Zsofia Ban

Weiter atmen

Erzählungen
Cover: Weiter atmen
Suhrkamp Verlag, Berlin 2020
ISBN 9783518429099
Gebunden, 173 Seiten, 22,00 EUR

Klappentext

Aus dem Ungarischen von Terezia Mora. Franz Reichelt steht 1912, in seinen selbstgebauten Fallschirm gewandet, auf dem Eiffelturm und zögert, sein Atem wölkt sich in der Kälte, in den alten Schwarzweißaufnahmen "pulsieren Chemie und Kratzspuren wie dichter Schneefall". Robika, der ein Siebtklässler wäre, wenn er eine Vorstellung von der Zeit hätte und in die Schule ginge, hat eine Obsession: Jede Woche sucht er sich im Laden von Mama Roza sieben weiße Seifen aus. Als der Laden einmal geschlossen ist, fährt Robikas Mutter mit ihrem untröstlichen Kind auf dem Fahrrad in die Stadt. Auf dem Rückweg haben sie einen Unfall, Robika muss geröntgt werden, eine Seife fest in jeder Hand. Aber alles ist gut, und er darf: Weiter atmen! Ob sie von einer syrischen Flüchtlingsfamilie erzählt, die an der ungarischen Grenze strandet, von Rimbaud und denen, die ihn erforschen, von Liebenden, Kranken und Kindern, von Paris, Rio de Janeiro oder Ungarn - Zsófia Bán erschafft mit wenigen Sätzen, Filmschnitten Figuren, Bilder, innere Landschaften.
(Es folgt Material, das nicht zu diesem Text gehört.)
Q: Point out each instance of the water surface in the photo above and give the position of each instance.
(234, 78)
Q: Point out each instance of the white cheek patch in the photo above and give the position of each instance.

Rezensionsnotiz zu Frankfurter Allgemeine Zeitung, 07.11.2020

Franz Reichelt ist der Erfinder eines Fallschirm-Prototyps, der 1912 dabei gefilmt wurde, wie er sich mit seiner fehlerhaften Erfindung vom Eiffelturm in den Tod stürzte, erinnert Rezensent Tilman Spreckelsen. Es ist kein Zufall, dass dieser Erzählband sowohl ein Foto des Mannes enthält, als auch in einer Geschichte von ihm erzählt, so der Kritiker: Autorin Zsófia Bán zeigt die Figuren in Kippmomenten, die in dem auf der Brüstung zögernd schwankenden Reichelt ideal symbolisiert sind, lobt er. Da auch ihre Sprache unzuverlässig schillert, lässt sie auch den Leser im besten Sinne kippeln, lobt Spreckelsen.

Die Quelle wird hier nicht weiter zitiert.